I would wish to use this thread to comment on this trend and offer examples of it, hopefully with the intent to avoid them ourselves. I will start with some obvious ones, because I am more interested on what other people have to say.
- So Bad... it's Good: This was specially common a few years back, when everyone seemed to be a fan of MST3K, but perhaps not that much anymore. In many cases it's just simply bad things, so bad it's bad, but it's most insidious when used for ahead of times things with some apparent shortcomings (I talked about Deadly Premonition suffering because of this) , or otherwise very personal kind of films with value because of it (Tommy Wisseau's The Room). The fundamental idea behind is that you shouldn't take any of this seriously, and every appreciation you have of something comes from the critic as a sort of last-minute pity after he saw through all its badness.
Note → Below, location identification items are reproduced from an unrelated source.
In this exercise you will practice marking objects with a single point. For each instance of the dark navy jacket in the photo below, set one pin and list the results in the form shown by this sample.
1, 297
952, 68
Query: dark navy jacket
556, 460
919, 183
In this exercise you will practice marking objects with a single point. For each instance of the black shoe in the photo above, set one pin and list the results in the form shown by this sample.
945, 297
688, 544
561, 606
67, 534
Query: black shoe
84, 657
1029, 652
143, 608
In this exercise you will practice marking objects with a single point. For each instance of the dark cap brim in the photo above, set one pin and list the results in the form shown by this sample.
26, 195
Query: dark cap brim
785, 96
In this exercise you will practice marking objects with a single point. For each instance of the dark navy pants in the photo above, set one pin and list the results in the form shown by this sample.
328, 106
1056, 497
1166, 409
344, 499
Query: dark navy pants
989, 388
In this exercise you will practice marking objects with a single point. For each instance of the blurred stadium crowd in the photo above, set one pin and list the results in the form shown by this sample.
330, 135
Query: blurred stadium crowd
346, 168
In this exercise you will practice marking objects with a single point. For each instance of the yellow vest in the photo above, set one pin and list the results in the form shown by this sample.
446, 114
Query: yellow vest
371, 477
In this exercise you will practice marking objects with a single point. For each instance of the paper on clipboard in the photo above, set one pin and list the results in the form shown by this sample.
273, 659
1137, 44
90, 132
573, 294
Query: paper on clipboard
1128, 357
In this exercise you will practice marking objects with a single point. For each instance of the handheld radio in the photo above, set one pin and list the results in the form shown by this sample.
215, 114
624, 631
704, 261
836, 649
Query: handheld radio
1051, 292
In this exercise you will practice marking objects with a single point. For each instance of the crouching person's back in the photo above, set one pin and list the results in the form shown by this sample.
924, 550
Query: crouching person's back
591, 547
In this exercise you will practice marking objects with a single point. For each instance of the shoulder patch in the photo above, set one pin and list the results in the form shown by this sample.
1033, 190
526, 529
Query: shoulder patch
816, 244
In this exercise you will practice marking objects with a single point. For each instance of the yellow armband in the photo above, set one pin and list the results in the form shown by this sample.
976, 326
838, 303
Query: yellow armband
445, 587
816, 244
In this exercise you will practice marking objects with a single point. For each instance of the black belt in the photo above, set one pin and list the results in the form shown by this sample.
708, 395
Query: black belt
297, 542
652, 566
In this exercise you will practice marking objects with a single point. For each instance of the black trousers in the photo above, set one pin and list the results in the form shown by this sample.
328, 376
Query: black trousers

- It's Bad... on Purpose: Related to the last one. Imagine saying, and probably someone has, that El Greco painting figures with such odd-proportions was "bad on purpose". It removes the artistic intention a particular choice of style may have, and instead gets the tag of "bad" from the get-go and only through critical appreciation it can be redeemed. This then was taken as one of the holy secrets of auteurship by people that, by heart, create as if they were in the fanbase of their own work, and begin seeing things that are, indeed, bad on purpose. But that only achieves the goal they set up to do: creating something that's "bad".
- It's a Satire! Once you said that something is satire, any sympathy that the author had for its subject, or if not sympathy, deeper appreciation for it, vanishes. Satire, born once of seeing something from a position of superiority towards a subject matter, caters then to a lower instinct: people sneering from below at something they will never reach. A complete inversion.
- It's good because it has the ideas of another, unrelated author in them: Clearly seen with "vulgar" authors suddenly attached "deleuzean", "bataillean" analysis and how some Anime is nice because it, actually, is based on the ideas based on... All in all, it's again erasing the author, erasing all depth, in order to submit it to something the fan already knew beforehand, and once again, he's the one who allows meaning to exist in this piece of work.